Папа поднялся, опять ко мне подошел:

— Жаль, Катю расстреляют. Я всю вину на себя брать старался…

Он так и не узнал, что Катя жива осталась. Обнял он меня снова и говорит:

— Береги маму, слушайся ее. Может, из братьев кто с фронта вернется, поможет тебе на ноги встать.

Тут немец показал на часы: все, мол, свидание окончено.

Только дверь за отцом закрылась, как из дома вывели 16 человек. Я поняла: на расстрел…

Правда, расстреляли тогда не всех. Двоих ребят отвели в сторону и просто заставили смотреть. Припугнуть, видно, хотели: дескать, будете партизанам помогать — вас это же ждет. Но они в ту же ночь ушли в лес.
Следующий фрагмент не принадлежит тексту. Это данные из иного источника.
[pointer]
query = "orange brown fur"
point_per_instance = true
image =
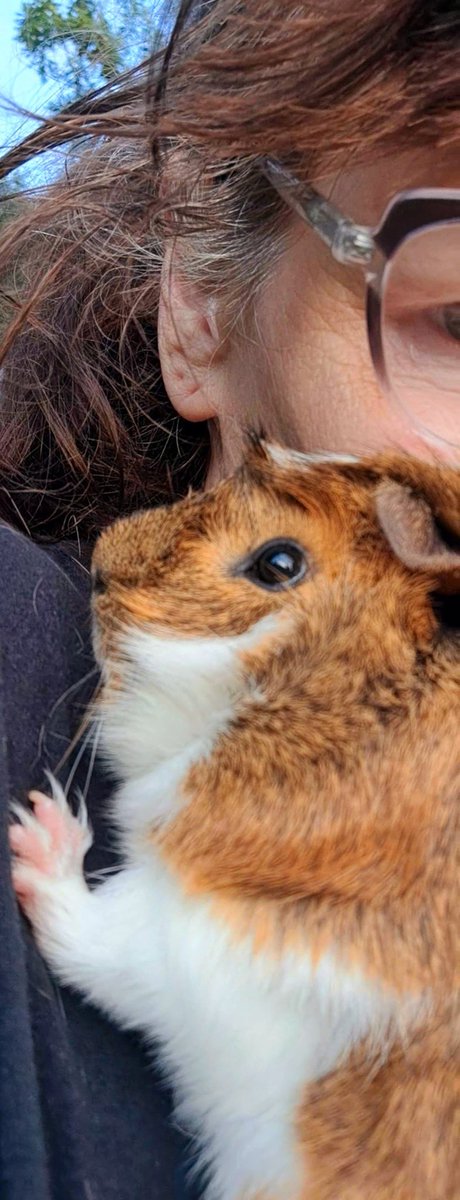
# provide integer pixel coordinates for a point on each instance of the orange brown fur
(327, 816)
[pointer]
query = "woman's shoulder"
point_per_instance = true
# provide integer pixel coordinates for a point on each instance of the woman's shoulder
(47, 671)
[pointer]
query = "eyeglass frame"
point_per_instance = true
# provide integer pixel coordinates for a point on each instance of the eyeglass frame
(366, 246)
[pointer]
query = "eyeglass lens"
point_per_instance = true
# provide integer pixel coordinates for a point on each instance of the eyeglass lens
(420, 329)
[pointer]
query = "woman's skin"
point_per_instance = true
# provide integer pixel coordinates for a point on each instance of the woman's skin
(304, 372)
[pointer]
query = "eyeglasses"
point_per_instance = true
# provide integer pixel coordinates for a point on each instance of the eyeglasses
(412, 269)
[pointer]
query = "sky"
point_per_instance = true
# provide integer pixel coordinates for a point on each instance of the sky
(18, 82)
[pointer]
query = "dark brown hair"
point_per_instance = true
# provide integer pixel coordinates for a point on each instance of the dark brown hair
(87, 430)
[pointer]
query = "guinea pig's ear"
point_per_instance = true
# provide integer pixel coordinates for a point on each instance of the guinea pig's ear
(414, 535)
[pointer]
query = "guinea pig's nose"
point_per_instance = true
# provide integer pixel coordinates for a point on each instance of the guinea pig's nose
(100, 582)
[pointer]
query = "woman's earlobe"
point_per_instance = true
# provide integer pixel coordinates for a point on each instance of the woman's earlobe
(189, 345)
Среди тех, кого вывели, я сразу отца увидела. А Кати не было. Ее почему-то оставили в избе, где держали арестованных.

Тут сразу же пропустили к ним всех родственников. Но близко подойти не дали: арестованных под конвоем вели немцы, полицаи и власовцы, а родные бежали рядом, кричали, рыдали — прощались...
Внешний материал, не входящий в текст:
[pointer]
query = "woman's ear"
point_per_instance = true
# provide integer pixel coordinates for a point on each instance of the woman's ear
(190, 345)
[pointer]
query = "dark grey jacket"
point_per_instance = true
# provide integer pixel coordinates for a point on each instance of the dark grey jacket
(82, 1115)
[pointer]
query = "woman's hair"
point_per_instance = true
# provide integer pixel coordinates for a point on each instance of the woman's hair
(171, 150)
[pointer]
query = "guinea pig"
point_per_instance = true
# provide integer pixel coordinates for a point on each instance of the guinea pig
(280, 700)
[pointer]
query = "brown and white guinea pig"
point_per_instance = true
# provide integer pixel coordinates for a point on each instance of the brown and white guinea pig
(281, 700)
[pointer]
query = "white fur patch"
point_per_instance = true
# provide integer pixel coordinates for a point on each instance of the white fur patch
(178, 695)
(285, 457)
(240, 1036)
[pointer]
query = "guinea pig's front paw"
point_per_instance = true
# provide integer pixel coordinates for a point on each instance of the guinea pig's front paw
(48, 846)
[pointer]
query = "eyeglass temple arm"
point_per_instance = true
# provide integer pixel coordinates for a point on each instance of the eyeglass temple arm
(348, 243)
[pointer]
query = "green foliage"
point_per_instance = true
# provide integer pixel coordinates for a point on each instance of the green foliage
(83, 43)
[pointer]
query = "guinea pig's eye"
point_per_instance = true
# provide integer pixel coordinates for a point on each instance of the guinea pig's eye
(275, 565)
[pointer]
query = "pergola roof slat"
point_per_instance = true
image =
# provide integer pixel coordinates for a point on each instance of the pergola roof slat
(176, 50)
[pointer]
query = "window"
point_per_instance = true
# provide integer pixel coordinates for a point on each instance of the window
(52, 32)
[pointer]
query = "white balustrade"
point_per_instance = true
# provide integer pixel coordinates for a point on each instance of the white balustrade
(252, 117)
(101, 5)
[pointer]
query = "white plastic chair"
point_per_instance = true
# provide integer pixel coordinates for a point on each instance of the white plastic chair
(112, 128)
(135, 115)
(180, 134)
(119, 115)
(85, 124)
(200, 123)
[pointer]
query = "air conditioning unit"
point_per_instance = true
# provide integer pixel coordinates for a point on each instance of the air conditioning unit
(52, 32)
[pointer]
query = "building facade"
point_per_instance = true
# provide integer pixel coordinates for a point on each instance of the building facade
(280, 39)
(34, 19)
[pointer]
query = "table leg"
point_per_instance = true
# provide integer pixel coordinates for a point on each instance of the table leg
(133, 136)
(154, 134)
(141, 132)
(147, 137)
Обычно расстрелы устраивали около большого рва — там много людей убили. Но этих 16 человек почему-то повели к сельской церкви. Поставили у церковной стены, напротив — цепь автоматчиков.

Людей заставили раздеваться. На улице было холодно, снег еще лежал. Отец, когда его забирали, оделся похуже — потрепанный полушубок, старые валенки (понял, видно, куда ведут), так с него одежду снимать не стали. Остальных раздевали до кальсон.
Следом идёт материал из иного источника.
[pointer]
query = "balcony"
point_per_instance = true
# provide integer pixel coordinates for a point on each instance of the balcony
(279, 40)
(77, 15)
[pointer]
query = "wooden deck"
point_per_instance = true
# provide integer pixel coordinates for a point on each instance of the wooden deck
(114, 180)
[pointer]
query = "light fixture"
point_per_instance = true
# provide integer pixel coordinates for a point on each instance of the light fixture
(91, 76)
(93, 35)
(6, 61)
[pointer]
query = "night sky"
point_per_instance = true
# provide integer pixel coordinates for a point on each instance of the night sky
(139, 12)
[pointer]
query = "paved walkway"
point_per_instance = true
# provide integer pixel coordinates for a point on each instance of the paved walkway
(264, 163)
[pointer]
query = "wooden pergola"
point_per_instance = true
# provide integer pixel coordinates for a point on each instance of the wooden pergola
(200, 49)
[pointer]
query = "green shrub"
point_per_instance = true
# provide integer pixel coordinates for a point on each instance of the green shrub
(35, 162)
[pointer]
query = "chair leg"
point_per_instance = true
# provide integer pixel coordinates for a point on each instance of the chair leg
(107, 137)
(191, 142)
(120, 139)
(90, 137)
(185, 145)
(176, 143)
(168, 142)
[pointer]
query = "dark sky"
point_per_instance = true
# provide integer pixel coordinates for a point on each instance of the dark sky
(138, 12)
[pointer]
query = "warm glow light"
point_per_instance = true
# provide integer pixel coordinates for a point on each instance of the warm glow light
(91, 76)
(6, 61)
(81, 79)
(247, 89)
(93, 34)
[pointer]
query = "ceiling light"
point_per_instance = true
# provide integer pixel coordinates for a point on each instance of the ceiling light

А наши полушубок снимают — наступают ногой на рукав и рвут его пополам. Валенки сбрасывают, а галоши — в морду немцам. Те разозлились, конечно. Только команда прозвучала — стреляли со всей яростью.

Но перед тем еще, как стрелять, всех заставили отвернуться лицом к стене. А отец развернулся к автоматчикам и говорит: «Хочу принять смерть лицом к врагу».

…Стреляли в них разрывными пулями. Папе попали в грудь и щеку. Мозг вырвало — разбросало по снегу. Помню, как мы с мамой потом со снега его в шапку собирали…

Родственников к убитым не подпустили — тела так и лежали несколько дней у церкви под охраной полицаев.

Я тогда не выдержала всего этого, упала в обморок. Очнулась от того, что какая-то незнакомая женщина трет мне снегом виски и шепчет: «Беги домой, скажи маме, что сейчас поедут ваши дома жечь».

Так у них было принято: если кого-то расстреливали, дом сразу сжигали.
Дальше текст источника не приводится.